- Born: Alfred Sandwina November 5, 1918 Budapest, Hungary
- Died: September 22, 1983 (aged 64) Sydney, New South Wales, Australia
- Occupations: Actor and Singer
- Years active: c.1945–1983 (as actor)
- Spouse: Barbara James
- Parent(s): Max Heymann Katie Sandwina

= Alfred Sandor =

American actor (1918–1983)

Alfred Sandor (November 5, 1918 – September 22, 1983), born Alfred Sandwina, and billed early in his career as Al Sandwina, was a Hungarian-born American and Australian character actor and singer. He was also credited as Al Sander and Al Sandor.

==Early life and career==

Sandor was born in Budapest, Hungary during the turmoil of the Hungarian Revolutions and Interventions, He spent his early years travelling with the circus, where his mother, Katie Sandwina, was a circus strongwoman, and he had a background as a ringmaster (circus). After a brief career working as a boxer in New York City, he was a spy behind enemy lines during World War II.

==Acting career==

After World War II he returned to America, where he established himself as an actor, appearing in Broadway productions and musical theatre. On US television he appeared on The Phil Silvers Show, in a single episode of Dark Shadows in 1968 (playing Sheriff George Patterson) and on Our Five Daughters. His theatre work included Neil Simon's The Odd Couple, and Gypsy opposite Ethel Merman. His film work included The Return of Captain Invincible.

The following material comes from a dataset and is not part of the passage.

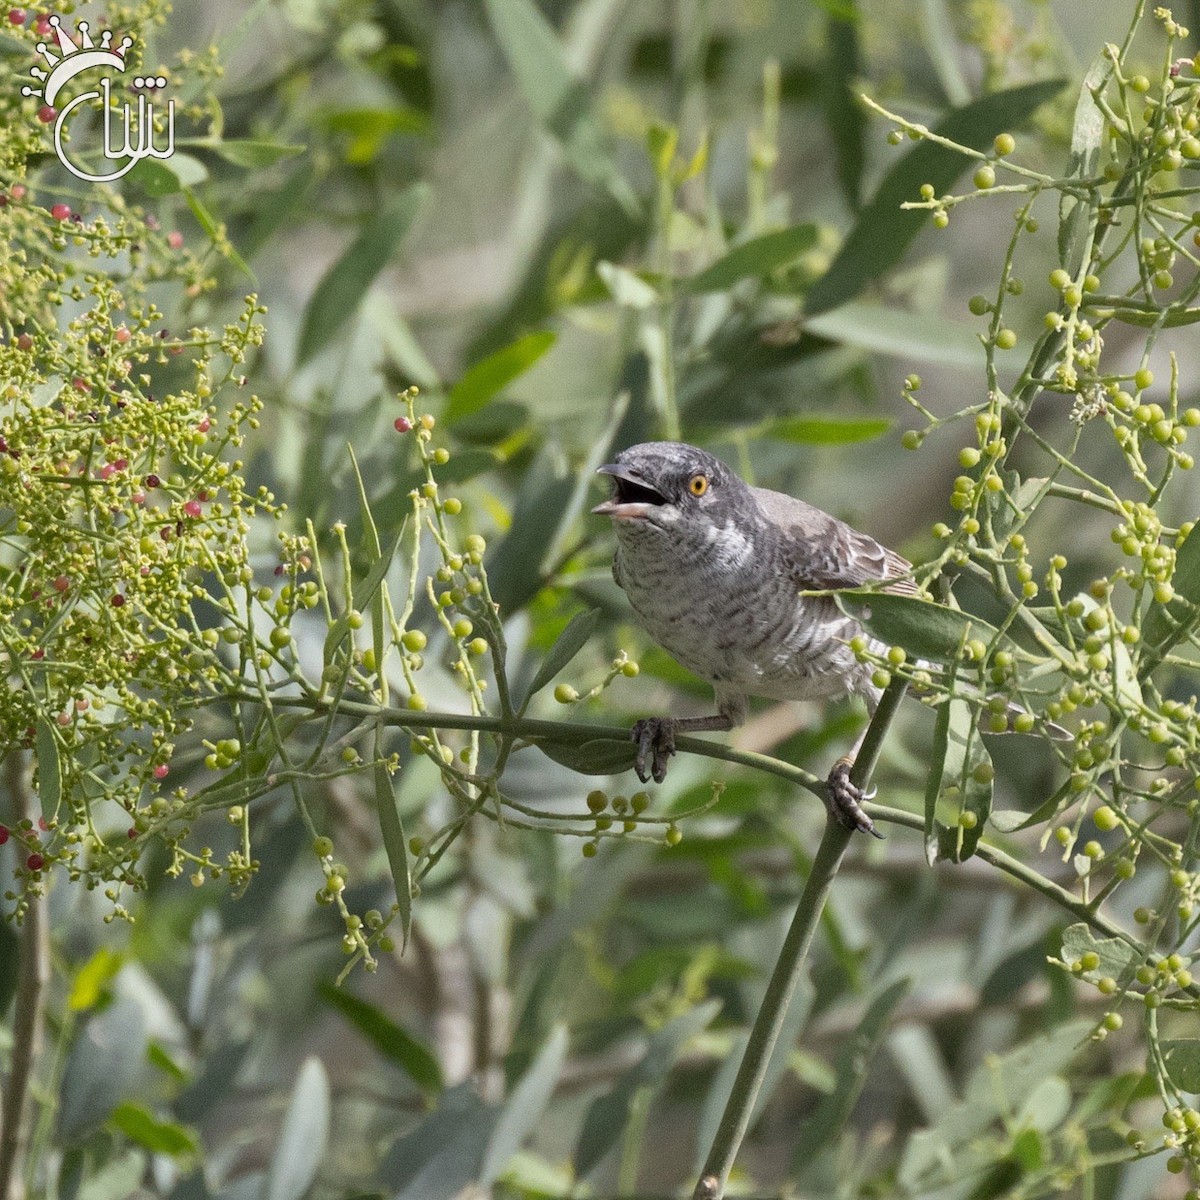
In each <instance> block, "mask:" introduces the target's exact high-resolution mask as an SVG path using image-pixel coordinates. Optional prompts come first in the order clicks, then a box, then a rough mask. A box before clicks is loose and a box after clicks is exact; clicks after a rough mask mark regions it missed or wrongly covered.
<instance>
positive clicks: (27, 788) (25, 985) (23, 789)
mask: <svg viewBox="0 0 1200 1200" xmlns="http://www.w3.org/2000/svg"><path fill="white" fill-rule="evenodd" d="M25 767H26V763H25V755H24V754H23V752H22V751H19V750H16V749H13V750H10V751H8V791H10V794H11V796H12V808H13V815H14V817H16V818H17V821H18V822H20V821H24V820H26V818H29V820H31V818H32V816H34V812H32V800H31V797H30V792H29V781H28V780H26V778H25ZM49 980H50V942H49V926H48V924H47V917H46V896H44V895H35V894H32V893H30V895H29V901H28V906H26V908H25V916H24V920H23V923H22V926H20V960H19V964H18V970H17V1003H16V1009H14V1012H13V1020H12V1069H11V1070H10V1074H8V1086H7V1087H6V1088H5V1093H4V1114H2V1115H0V1200H24V1196H25V1184H24V1177H23V1172H22V1160H23V1158H24V1154H25V1146H26V1144H28V1141H29V1121H28V1120H26V1112H25V1103H26V1100H28V1098H29V1081H30V1079H31V1078H32V1074H34V1063H35V1062H36V1061H37V1056H38V1051H40V1050H41V1045H42V1026H43V1018H44V1014H43V1010H42V1000H43V996H44V992H46V988H47V984H48V983H49Z"/></svg>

Sandor later travelled to Australia (where he took up citizenship), to appear in a touring production of Plaza Suite, the play The Best Little Whorehouse in Texas (with Lorraine Bayly and Mona Richardson), and he appeared in the film Nickel Queen, whilst doing television work with roles in Number 96, Division 4, Boney and The Evil Touch. However, he would become best known for his long-running role as the "dandy" surgeon Dr. Raymond Shaw in the Australian television soap opera The Young Doctors. An original cast member of the serial, he continued in the role for six years, leaving around 20 episodes before the programme's conclusion due to ill health.

==Death==

After suffering from ill health for some time, he died of lung cancer in Sydney, Australia in 1983, aged 64.